Capabilities: [f0] Message Signalled Interrupts: 64bit+
Queue=0/0 Enable-
Jun 18 19:38:18 ash kernel: eth0: may be hung last tx was 2457 ticks
This means the code that in the e1000 watchdog is seeing the stuck board.
The driver then calls netif_stop_queue which seems odd.

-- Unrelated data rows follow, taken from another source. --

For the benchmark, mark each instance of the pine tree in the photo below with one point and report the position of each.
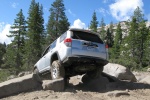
(102, 31)
(109, 38)
(35, 34)
(135, 43)
(142, 46)
(58, 22)
(2, 52)
(15, 51)
(117, 43)
(94, 23)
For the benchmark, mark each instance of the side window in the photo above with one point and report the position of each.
(46, 51)
(62, 37)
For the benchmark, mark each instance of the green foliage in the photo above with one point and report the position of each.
(58, 22)
(35, 35)
(2, 52)
(102, 32)
(117, 43)
(94, 23)
(13, 57)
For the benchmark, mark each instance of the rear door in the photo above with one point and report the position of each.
(87, 44)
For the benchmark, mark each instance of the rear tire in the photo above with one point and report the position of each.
(57, 70)
(36, 75)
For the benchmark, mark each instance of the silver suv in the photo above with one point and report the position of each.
(75, 52)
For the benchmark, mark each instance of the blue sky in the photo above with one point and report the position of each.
(79, 12)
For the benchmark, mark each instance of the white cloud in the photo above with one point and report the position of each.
(14, 5)
(78, 24)
(123, 9)
(4, 31)
(70, 12)
(103, 11)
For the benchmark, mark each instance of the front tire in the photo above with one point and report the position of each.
(57, 70)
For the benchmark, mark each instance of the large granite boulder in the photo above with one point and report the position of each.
(119, 71)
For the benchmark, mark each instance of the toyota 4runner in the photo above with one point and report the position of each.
(75, 52)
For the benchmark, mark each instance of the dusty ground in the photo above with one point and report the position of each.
(77, 91)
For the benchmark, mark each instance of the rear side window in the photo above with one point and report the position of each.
(86, 36)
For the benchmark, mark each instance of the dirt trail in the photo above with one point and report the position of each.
(77, 91)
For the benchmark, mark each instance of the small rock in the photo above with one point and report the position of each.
(55, 85)
(119, 71)
(117, 93)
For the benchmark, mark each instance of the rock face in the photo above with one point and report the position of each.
(18, 85)
(119, 71)
(55, 85)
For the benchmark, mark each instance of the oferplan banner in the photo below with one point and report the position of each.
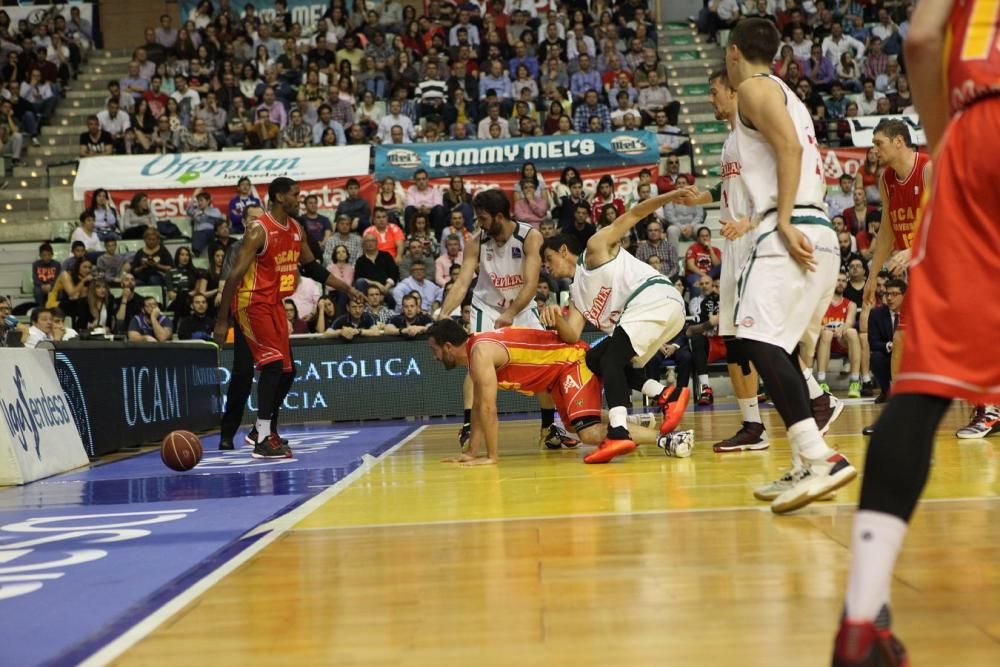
(548, 153)
(170, 171)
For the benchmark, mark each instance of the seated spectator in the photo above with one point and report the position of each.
(41, 327)
(203, 218)
(95, 141)
(150, 325)
(111, 265)
(44, 273)
(317, 226)
(357, 321)
(882, 324)
(411, 321)
(840, 336)
(86, 233)
(702, 257)
(199, 325)
(151, 262)
(375, 267)
(356, 208)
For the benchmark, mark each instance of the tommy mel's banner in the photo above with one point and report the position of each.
(863, 127)
(170, 179)
(548, 153)
(38, 436)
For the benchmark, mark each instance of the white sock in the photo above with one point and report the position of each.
(652, 388)
(618, 416)
(807, 439)
(875, 543)
(749, 409)
(814, 389)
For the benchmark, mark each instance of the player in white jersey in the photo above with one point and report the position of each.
(639, 309)
(507, 255)
(785, 286)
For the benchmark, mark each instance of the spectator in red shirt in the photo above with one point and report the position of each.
(605, 195)
(702, 258)
(673, 178)
(389, 235)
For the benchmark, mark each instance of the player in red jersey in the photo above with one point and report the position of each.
(531, 361)
(273, 249)
(953, 59)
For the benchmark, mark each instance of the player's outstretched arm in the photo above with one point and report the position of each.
(569, 327)
(531, 268)
(253, 241)
(923, 47)
(470, 264)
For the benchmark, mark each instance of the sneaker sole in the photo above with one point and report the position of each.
(842, 478)
(719, 448)
(837, 410)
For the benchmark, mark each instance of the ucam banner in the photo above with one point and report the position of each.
(38, 435)
(548, 153)
(863, 127)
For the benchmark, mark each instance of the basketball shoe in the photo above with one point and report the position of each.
(751, 436)
(985, 422)
(868, 644)
(271, 447)
(555, 437)
(817, 478)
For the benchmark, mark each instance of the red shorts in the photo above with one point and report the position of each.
(577, 395)
(265, 328)
(951, 304)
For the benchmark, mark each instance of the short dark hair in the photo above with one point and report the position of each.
(493, 201)
(556, 242)
(892, 128)
(757, 39)
(447, 330)
(279, 186)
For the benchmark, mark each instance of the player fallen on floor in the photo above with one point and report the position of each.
(634, 304)
(530, 361)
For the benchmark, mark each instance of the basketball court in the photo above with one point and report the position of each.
(366, 550)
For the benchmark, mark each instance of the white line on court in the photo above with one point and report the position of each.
(818, 508)
(274, 530)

Jun 18 19:38:20 ash kernel: eth0: may be hung last tx was 4457 ticks
Jun 18 19:38:22 ash kernel: eth0: may be hung last tx was 6457 ticks
Jun 18 19:38:24 ash kernel: eth0: may be hung last tx was 8457 ticks
Jun 18 19:38:26 ash kernel: NETDEV WATCHDOG: eth0: transmit timed out
after 5000 j
iffies
Jun 18 19:38:26 ash kernel: eth0: transmit timeout from queuing
Jun 18 19:38:26 ash kernel: eth0: may be hung last tx was 10457 ticks
Jun 18 19:38:26 ash kernel: eth0: state=0x7 transmit ring size=4096
count=256 to_u
se=66 to_clean=59
The state bits show:
XOFF - stopped (but that was done in e1000_watchdog)
START - board is running
PRESENT - board is present.
That looks okay, but what was the state in the e1000 watchdog??